New clinical review calls for routine screening, trauma‑informed care, and family support across the care journey.

Children living with congenital or other pediatric heart conditions are far more likely to experience anxiety, depression, post‑traumatic stress, and behavior problems than their peers—and many never get the help they need. A new review in Pediatric Cardiology lays out practical steps for pediatricians and cardiology teams to spot problems early and connect families with care.  

Why it matters

• Mental health conditions are the most common comorbidity in congenital heart disease (CHD); lifetime anxiety/depression may reach 50%, and youth with single‑ventricle heart disease face a ~65% lifetime risk of a mental‑health diagnosis. Adult CHD data already link worse mental health to worse overall health—raising concern for children who go untreated.  
• Parents and caregivers are also affected: 70–80% report post‑traumatic stress symptoms after a child’s intensive treatments; these stresses can influence parenting and a child’s behavior.  

Where support is most needed

• Hospital stays & the ICU: Delirium (sudden confusion) occurs in roughly 1 in 4 pediatric ICU patients and up to 49% in cardiac ICUs and is often missed. Simple steps—quiet rooms, day‑night routines, familiar items, early movement, and validated screening tools (e.g., CAPD, pCAM‑ICU)—can prevent or catch it sooner and reduce later PTSD.  
• Devices & arrhythmias: Children with implantable cardioverter‑defibrillators (ICDs) and inherited rhythm disorders report lower quality of life; in one multicenter study, 12% of youth and 47% of parents met criteria for PTSD after ICD placement. Fear of shocks and pre‑existing depression raise risk.
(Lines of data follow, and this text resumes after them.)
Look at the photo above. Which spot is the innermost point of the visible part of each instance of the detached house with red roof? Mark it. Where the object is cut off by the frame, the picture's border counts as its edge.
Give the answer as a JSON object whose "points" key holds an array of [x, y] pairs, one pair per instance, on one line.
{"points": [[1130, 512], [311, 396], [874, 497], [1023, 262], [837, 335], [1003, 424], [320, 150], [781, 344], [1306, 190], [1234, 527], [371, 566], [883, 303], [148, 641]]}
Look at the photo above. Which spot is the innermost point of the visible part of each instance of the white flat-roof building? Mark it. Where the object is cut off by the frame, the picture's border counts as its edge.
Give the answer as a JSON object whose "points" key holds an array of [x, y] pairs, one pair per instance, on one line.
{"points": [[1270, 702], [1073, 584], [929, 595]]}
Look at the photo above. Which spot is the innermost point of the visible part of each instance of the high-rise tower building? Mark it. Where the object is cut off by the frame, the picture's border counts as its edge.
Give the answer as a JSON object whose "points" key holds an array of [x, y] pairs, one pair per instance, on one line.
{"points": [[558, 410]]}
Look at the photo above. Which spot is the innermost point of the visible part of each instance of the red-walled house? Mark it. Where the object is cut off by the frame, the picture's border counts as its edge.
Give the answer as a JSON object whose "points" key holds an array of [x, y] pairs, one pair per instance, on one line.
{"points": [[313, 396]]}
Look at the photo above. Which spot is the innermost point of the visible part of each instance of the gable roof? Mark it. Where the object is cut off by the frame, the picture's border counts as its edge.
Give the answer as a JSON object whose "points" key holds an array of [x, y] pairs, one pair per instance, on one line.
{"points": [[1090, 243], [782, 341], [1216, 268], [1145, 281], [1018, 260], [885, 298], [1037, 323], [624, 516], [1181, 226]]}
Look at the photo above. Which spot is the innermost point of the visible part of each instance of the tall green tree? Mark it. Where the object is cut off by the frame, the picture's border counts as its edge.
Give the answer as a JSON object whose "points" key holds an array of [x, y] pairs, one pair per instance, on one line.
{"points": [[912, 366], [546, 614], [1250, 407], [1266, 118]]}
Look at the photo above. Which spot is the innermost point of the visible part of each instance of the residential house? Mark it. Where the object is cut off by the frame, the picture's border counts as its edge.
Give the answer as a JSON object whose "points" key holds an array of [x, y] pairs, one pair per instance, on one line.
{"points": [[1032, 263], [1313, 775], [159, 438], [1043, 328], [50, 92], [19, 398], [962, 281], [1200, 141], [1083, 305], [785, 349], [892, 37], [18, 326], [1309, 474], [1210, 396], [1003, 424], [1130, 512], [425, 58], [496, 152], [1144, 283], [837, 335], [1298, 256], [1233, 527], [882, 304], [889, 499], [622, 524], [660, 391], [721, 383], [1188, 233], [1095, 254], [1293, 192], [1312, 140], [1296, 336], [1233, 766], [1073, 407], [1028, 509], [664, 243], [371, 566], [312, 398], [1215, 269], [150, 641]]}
Ablation for supraventricular tachycardia can improve quality of life.  
• Heart failure, VAD, and transplant: Mental‑health diagnoses are common during advanced care; about one‑thirdof pediatric heart‑transplant recipients experience clinically significant distress, and depression at transplant correlates with more hospitalizations and graft loss. Telehealth family‑resilience programs show promise.  
• Before birth: When CHD is diagnosed during pregnancy, mothers face higher rates of stress, anxiety, depression, and PTSD; compassionate, paced fetal‑cardiology counseling and postpartum screening help protect both infant and family health.  

What families can do now

• Ask for screening at least yearly—or sooner if school, sleep, friendships, or treatment adherence slip. Common tools include the PSC‑17/35 (behavior), PHQ‑9 (depression), GAD‑7 (anxiety), and the Pediatric Distress Thermometer (a fast 0–10 check).  
• Request trauma‑informed care during procedures: child‑life support, strong pain and anxiety plans, minimizing night disruptions, and opportunities for normal routines (clothes from home, play, movement).  
• Watch the whole family: Parents, siblings, and caregivers may need help too—especially around diagnosis, surgery, ICU stays, and major transitions. Ask about counseling, peer groups, and respite resources.  
• Build resilience: Exercise as allowed, peer connections (e.g., CHD camps), and skills like relaxation and problem‑solving can boost coping—even when no diagnosis is present.  

What clinicians and hospitals can implement

• Make Normalize–Ask–Pause–Connect (N‑A‑P‑C) conversations routine in primary care and cardiology visits; add annual screens and clear referral pathways to therapy (e.g., CBT), ideally with integrated mental‑health professionals on the team.  
• In cardiac ICUs, adopt delirium prevention/screening bundles and engage families as partners in orientation and soothing.  
• Address social determinants of health head‑on—language access, stigma, transportation, and insurance barriers—to close equity gaps in mental‑health care.  

A visual roadmap

The review’s figure on page 7 maps mental‑health support across the lifespan—from trauma‑informed care and fetal/post‑partum support, to ongoing patient, sibling, and family screening, with special attention to ICU stays, clinical deteriorations, and end‑of‑life care. It’s a practical checklist for building services into everyday cardiac care.  

Bottom line

Mental health is not a “nice‑to‑have” in pediatric cardiology—it’s part of heart care. With routine screening, trauma‑informed practices, and family‑centered resources, clinics and hospitals can ease suffering now and help protect long‑term outcomes for children growing up with heart disease.  

Source: McCormick AD, Puri K, Asaki SY, et al. “Mental Health Care for Children with Heart Disease and Their Families: Practical Approaches and Considerations for the Pediatric and Pediatric Cardiology Clinician,” Pediatric Cardiology*, 2025.*  

Editor’s note: This article is for information only and is not a substitute for professional medical advice.